There crème brûlée, literally burnt cream, It is a typical sweet preparation of French cuisine that seems to date back to the distant 1690. The crème brûlée is a delicious cream, served as a dessert spoon, which has a sweet and crunchy surface, made of a layer of caramelized sugar.
There crème brûlée It is very similar to the equally famous Catalan cream and often the two preparations are confused; the main difference consists in the fact that the first is cooked in water bath and is prepared with fresh cream and milk, while the second is cooked on the stove and is prepared exclusively with milk.
There crème brûlée is a very simple cream, type the custard, made with simple ingredients like milk, cream, sugar and eggs, which lends itself well to be served as a refreshing dessert after dinner for an important lunch!
Read also how to make the rocher Cream
How to make creme brulee
The crème brûlée, literally burnt cream is a dessert spoon made from English caramelized cream.
Ingredients (serves 6)
- To prepare the crème brûlée put the milk, the cream and the vanilla bean scraped into a small saucepan and bring to boil.

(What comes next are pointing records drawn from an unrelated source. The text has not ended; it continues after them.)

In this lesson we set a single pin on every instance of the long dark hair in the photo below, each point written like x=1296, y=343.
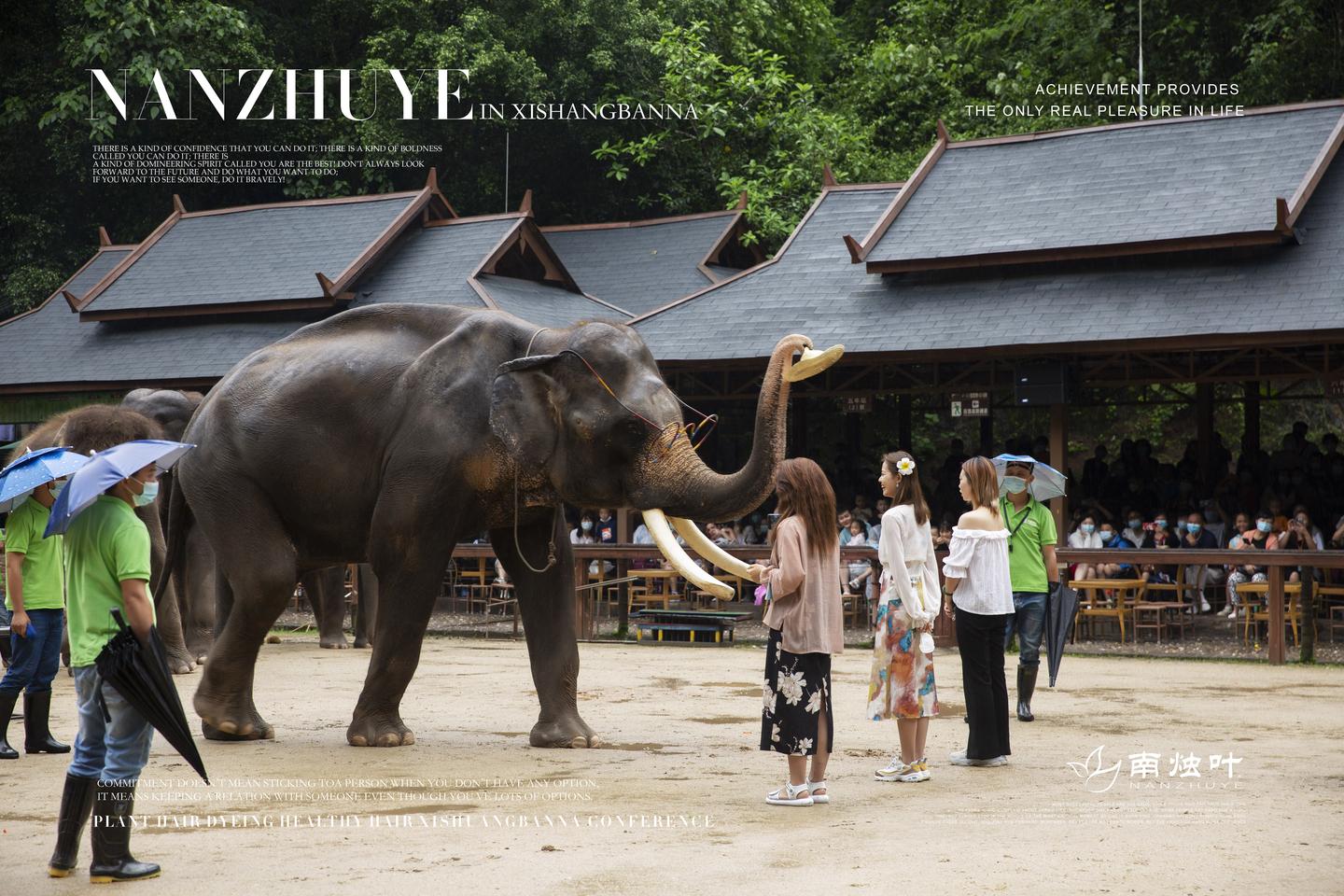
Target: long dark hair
x=804, y=492
x=907, y=486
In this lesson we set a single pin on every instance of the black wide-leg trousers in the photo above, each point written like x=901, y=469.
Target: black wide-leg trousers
x=980, y=638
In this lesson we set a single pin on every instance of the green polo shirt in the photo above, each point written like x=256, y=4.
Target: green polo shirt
x=42, y=574
x=105, y=546
x=1026, y=562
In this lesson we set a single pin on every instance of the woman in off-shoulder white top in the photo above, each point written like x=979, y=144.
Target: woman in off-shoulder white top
x=980, y=598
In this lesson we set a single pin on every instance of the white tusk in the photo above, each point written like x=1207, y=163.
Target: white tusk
x=708, y=550
x=662, y=532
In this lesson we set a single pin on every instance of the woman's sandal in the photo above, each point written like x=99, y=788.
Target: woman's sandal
x=788, y=795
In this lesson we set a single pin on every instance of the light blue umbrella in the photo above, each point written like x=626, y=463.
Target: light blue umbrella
x=104, y=470
x=1047, y=483
x=33, y=469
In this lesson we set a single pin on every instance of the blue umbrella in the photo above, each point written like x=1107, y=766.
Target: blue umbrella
x=104, y=470
x=33, y=469
x=1047, y=483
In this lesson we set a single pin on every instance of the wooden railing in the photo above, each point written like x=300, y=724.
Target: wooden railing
x=1274, y=560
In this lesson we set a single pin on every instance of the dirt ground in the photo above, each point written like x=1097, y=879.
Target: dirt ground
x=674, y=802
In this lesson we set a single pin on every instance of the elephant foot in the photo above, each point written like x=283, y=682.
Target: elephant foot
x=566, y=731
x=222, y=721
x=379, y=730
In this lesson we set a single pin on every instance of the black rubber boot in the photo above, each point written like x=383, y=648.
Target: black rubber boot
x=7, y=700
x=112, y=859
x=36, y=724
x=1026, y=687
x=76, y=807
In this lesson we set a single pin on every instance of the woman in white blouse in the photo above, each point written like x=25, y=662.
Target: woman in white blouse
x=901, y=685
x=1085, y=536
x=979, y=596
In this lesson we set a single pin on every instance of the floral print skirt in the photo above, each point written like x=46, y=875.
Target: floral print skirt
x=901, y=685
x=797, y=696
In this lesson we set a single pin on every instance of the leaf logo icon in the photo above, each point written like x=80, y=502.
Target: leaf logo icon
x=1093, y=773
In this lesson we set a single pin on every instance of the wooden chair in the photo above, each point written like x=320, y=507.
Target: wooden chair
x=1093, y=602
x=1255, y=602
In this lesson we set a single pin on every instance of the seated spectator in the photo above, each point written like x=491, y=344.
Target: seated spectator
x=1260, y=539
x=859, y=569
x=1160, y=538
x=1114, y=540
x=1085, y=536
x=1199, y=539
x=943, y=536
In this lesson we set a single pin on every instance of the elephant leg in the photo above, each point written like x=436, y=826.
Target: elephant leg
x=257, y=569
x=326, y=590
x=366, y=611
x=397, y=647
x=546, y=603
x=167, y=614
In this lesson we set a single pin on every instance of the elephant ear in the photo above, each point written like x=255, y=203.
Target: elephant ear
x=525, y=414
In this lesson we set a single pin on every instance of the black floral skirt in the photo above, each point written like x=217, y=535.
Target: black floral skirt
x=797, y=694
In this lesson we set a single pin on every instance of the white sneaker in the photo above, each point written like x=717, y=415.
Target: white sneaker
x=961, y=759
x=894, y=770
x=788, y=795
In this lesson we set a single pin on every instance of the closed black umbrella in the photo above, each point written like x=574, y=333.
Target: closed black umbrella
x=1060, y=609
x=140, y=673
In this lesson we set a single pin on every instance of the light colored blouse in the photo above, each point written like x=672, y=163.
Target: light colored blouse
x=980, y=556
x=1080, y=539
x=805, y=602
x=906, y=555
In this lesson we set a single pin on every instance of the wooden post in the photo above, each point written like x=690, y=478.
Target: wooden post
x=1250, y=410
x=1059, y=458
x=903, y=428
x=1204, y=433
x=1277, y=653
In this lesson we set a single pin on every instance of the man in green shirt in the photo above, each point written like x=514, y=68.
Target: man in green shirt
x=1034, y=572
x=107, y=559
x=35, y=598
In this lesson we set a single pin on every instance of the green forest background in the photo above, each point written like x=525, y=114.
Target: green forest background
x=782, y=86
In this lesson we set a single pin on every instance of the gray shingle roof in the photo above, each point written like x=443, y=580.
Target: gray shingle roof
x=543, y=303
x=262, y=254
x=1169, y=180
x=1238, y=292
x=644, y=266
x=431, y=265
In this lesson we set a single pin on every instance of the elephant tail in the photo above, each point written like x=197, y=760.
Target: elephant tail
x=179, y=525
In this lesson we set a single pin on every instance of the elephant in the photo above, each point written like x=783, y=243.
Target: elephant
x=93, y=428
x=326, y=592
x=194, y=583
x=386, y=434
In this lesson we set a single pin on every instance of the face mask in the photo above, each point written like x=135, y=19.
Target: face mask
x=148, y=495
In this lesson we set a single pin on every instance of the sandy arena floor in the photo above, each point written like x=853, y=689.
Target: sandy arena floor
x=674, y=802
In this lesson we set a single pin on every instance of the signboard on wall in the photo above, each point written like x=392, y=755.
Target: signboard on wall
x=971, y=403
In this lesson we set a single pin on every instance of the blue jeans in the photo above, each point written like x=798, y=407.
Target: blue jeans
x=113, y=749
x=1029, y=620
x=35, y=658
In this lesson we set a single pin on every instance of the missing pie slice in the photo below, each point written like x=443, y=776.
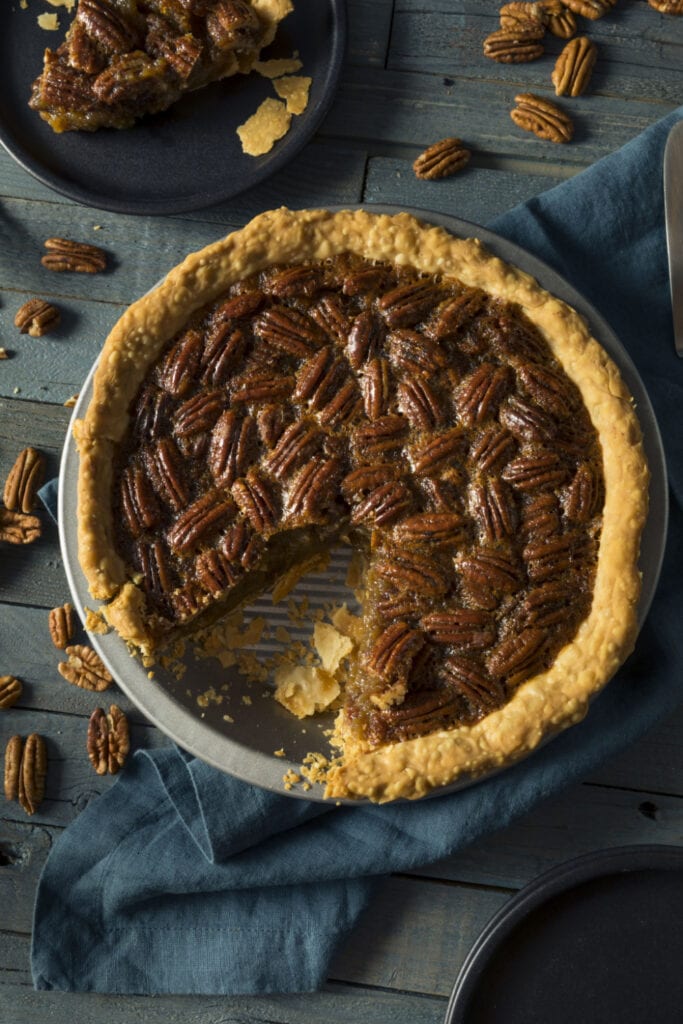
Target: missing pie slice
x=348, y=378
x=122, y=59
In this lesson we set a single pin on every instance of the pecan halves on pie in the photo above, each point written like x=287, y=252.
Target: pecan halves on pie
x=200, y=520
x=109, y=739
x=407, y=304
x=314, y=488
x=519, y=656
x=164, y=464
x=298, y=442
x=393, y=652
x=441, y=159
x=467, y=629
x=231, y=448
x=543, y=118
x=420, y=403
x=288, y=330
x=23, y=481
x=482, y=691
x=366, y=339
x=494, y=509
x=383, y=505
x=479, y=394
x=257, y=501
x=84, y=668
x=432, y=529
x=410, y=570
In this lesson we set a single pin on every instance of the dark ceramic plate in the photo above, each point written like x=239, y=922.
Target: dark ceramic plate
x=597, y=940
x=186, y=158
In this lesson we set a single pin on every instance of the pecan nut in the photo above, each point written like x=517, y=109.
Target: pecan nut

- Meanwhile combine the egg yolks with the sugar until creamy and work them.
- As soon as the milk starts to boil, turn off the heat, remove the vanilla pod and add a ladle at a time to the cream sugar and mixing eggs gradually.
- Incorporate all the cream and distribute in ramekins and place in a baking pan fill with boiling water, which will cover up to 1/3 of the outer layer of the ramekins.
- Bake in preheated oven at 180 degrees and bake for 60 minutes.
- In this way we will proceed to the cooking oven in a water bath, which distinguishes the preparation of Brulee.
- When cooked, the cream should appear golden.
- Now sprinkle the surface of coccottine with 1-2 tablespoons brown sugar and caramellizzarla.
- To caramelize you can proceed with the special instrument, the caramellizzatore, or spending a few minutes cocottine again in the oven (after removing the water from the pan) to the grill function.
- The surface of the cream should have a look "burned".
- Your creme Brulee ready!
Author's tipsMarianna Pascarella
The Creme Brulee is kept in the refrigerator 1-2 days at most.